Why it matters: Highlights the geopolitical fragility of module supply chains and the need for European installers to diversify procurement.
This price divergence between the US and global markets is a critical signal for European installers. While the US market is grappling with trade tariffs and supply chain constraints, Europe is currently benefiting from a more stable pricing environment. This creates a temporary competitive advantage for European solar businesses, but it's not a permanent shield.

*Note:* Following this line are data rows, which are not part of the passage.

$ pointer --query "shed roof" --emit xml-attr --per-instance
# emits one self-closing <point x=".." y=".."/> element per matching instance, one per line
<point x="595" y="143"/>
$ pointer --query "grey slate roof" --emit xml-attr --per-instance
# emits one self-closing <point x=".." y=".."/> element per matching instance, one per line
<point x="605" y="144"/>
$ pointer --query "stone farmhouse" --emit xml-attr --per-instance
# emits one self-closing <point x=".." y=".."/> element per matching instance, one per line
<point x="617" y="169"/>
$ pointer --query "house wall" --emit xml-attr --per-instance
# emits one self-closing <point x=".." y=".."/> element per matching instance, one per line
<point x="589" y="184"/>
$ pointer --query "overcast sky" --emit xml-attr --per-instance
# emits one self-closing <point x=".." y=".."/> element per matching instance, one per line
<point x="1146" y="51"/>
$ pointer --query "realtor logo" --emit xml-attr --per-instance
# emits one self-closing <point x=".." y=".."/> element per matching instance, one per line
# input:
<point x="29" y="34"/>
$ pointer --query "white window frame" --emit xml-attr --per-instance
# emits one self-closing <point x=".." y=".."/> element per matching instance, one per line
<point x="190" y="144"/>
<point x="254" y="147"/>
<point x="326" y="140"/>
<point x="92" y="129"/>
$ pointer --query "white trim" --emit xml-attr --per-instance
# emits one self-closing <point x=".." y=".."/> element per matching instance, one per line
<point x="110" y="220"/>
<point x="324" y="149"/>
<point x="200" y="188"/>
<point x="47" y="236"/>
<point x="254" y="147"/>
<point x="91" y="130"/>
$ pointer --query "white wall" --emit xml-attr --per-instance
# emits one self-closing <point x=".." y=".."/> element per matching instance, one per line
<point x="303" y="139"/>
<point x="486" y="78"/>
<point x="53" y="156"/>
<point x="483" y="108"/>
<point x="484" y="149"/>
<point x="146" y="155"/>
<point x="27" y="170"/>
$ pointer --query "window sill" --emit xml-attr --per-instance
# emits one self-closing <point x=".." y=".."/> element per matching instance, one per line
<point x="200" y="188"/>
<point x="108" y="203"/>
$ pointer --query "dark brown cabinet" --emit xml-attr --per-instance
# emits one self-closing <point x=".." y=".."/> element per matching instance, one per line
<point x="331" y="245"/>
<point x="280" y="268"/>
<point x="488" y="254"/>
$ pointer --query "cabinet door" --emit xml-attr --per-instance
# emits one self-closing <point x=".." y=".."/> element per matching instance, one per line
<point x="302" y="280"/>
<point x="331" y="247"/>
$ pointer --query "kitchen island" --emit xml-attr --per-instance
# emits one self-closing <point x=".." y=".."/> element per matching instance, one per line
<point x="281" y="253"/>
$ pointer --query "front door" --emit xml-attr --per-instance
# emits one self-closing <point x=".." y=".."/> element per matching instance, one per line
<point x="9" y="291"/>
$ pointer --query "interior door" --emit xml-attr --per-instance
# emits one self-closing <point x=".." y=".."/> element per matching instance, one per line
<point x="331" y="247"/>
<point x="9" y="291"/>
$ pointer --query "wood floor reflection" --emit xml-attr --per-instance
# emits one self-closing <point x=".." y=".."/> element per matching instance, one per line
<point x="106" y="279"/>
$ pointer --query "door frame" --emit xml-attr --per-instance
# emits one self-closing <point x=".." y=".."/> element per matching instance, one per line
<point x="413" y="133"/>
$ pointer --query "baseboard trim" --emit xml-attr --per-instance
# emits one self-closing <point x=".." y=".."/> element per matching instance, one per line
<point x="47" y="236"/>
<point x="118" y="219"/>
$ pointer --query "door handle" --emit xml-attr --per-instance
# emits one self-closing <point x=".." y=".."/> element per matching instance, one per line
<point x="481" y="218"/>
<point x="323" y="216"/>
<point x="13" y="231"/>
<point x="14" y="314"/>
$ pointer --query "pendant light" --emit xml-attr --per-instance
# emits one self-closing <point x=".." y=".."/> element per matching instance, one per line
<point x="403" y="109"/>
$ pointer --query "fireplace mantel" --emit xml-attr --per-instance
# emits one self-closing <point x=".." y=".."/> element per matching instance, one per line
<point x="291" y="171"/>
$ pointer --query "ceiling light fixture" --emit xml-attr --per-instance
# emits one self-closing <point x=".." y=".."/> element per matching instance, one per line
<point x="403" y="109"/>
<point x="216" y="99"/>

Market Context: A Tale of Two Continents
The US price spike is largely driven by the enforcement of the Uyghur Forced Labor Prevention Act (UFLPA) and existing anti-dumping/countervailing duties, which restrict module imports from China and Southeast Asia. Europe, while also pursuing its own strategic autonomy with initiatives like the Net-Zero Industry Act, has not yet implemented similarly disruptive trade barriers. This keeps the flow of modules into the EU relatively open and prices stable—for now.
What Solar Businesses Should Watch For
European installers should not be complacent. Watch for two key developments:
- Supply Diversification: The US situation highlights the risk of over-reliance on any single supply chain. European businesses should proactively diversify their supplier base beyond dominant Chinese manufacturers.
- Policy Ripple Effects: The EU's Carbon Border Adjustment Mechanism (CBAM) and potential future trade measures could eventually introduce similar cost pressures. Locking in procurement contracts now for projects in 2024-2025 could be a savvy hedge against future price volatility.
The core lesson is that geopolitical trade policy, not just raw material costs, is now the primary driver of module pricing. Smart European installers will treat this US news as a warning to fortify their own supply chains.